Path: utzoo!utgpu!jarvis.csri.toronto.edu!cs.utexas.edu!samsung!aplcen!haven!cvl!alv!sven
From: sven@alv (Sven Dickinson)
Newsgroups: comp.theory
Subject: partition into isomorphic subgraphs
Message-ID: <4355@cvl.umd.edu>
Date: 28 Feb 90 21:12:28 GMT
Sender: Unknown@cvl.umd.edu
Reply-To: sven@alv.UUCP (Sven Dickinson)
Organization: Center for Automation Research, Univ. of Md., College Park, MD 20742
Lines: 18

My apologies for the last, truncated version of my message.
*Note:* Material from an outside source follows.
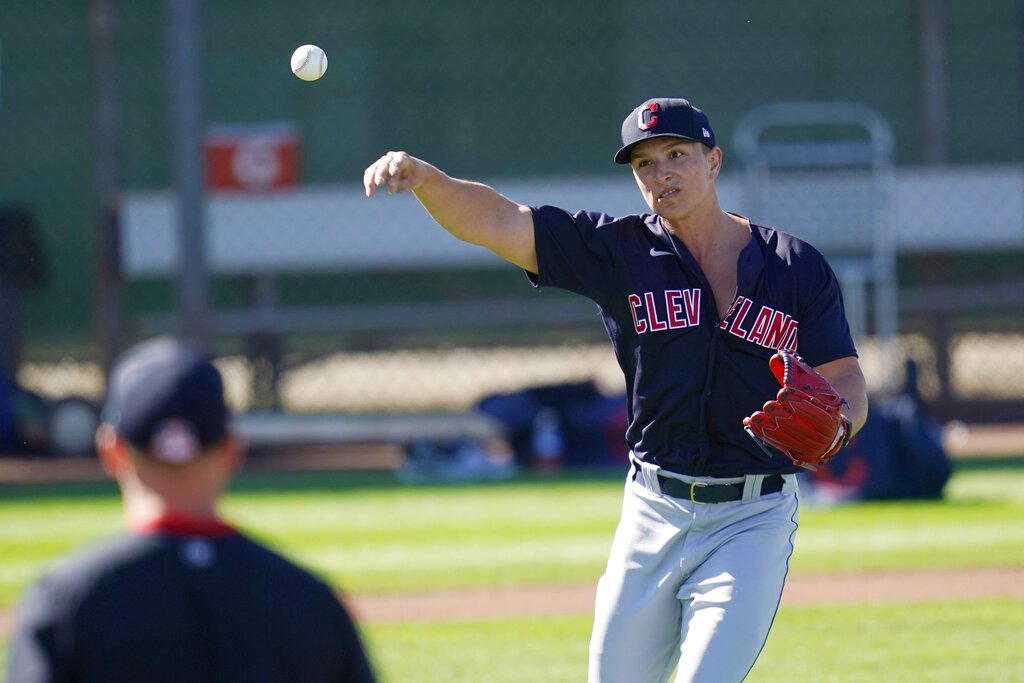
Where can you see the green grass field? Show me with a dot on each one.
(370, 535)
There's a NP-complete problem in Garey & Johnson called "Partition
into Isomorphic Subgraphs." It states that given an instance (G,s)
where G and s are graphs, the decision problem as to whether or
not the graph G an be covered by one or more instances of graph s
(assuming no overlap) is NP-complete. The book goes on to state that
the decision problem is also NP-complete for an instance (G) where
s is a fixed graph of size >= 3.

My question is: Is the later problem also NP-complete for G and s
planar?

please send responses to sven@alv.umd.edu

Thanks,

Sven